Roche and its Genentech division have tapped San Francisco-based startup PicnicHealth to help aggregate patient medical records for use in their biomedical research.
PicnicHealth, which previously worked to give patients ownership of their medical data, launched its own research platform this week alongside the Big Pharma partnership designed to enable participants to contribute de-identified records and real-world data to scientific efforts.
Its collaboration with Roche and Genentech includes an initial, multiyear focus on multiple sclerosis and expands into Huntington’s disease and blood diseases paroxysmal nocturnal hemoglobinuria and hemophilia.
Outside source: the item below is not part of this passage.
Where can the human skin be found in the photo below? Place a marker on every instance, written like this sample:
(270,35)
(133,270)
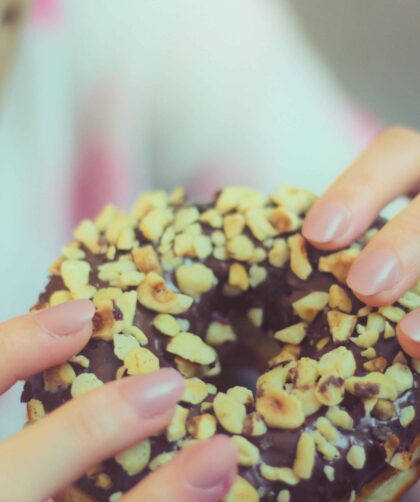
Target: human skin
(32,468)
In MS, PicnicHealth aims to combine several years’ worth of prospective and retrospective data spanning 5,000 patients, including clinical outcomes and MRI images, to help explore the progression of the neurodegenerative disease and support the development of personalized treatments.
“At PicnicHealth we are proud to work together with patients to unlock the important information from medical records that is usually stored in disparate and disorganized systems, and leveraging it to advance research,” said CEO Noga Leviner.
To connect information from different platforms—with the goal of ingesting data from every site that has cared for a particular patient—PicnicHealth uses guided machine learning techniques to structure electronic medical records while linking them with patient-reported outcomes and other personal information.
“Our strategic partnership with PicnicHealth will allow us to better understand serious diseases and accelerate development of effective treatments tailored to the individual needs of patients,” said James Sabry, head of Roche Pharma Partnering. “By combining PicnicHealth’s uniquely built and curated real-world data sets with groundbreaking science we are aiming to make personalized healthcare a reality across multiple therapeutic areas.”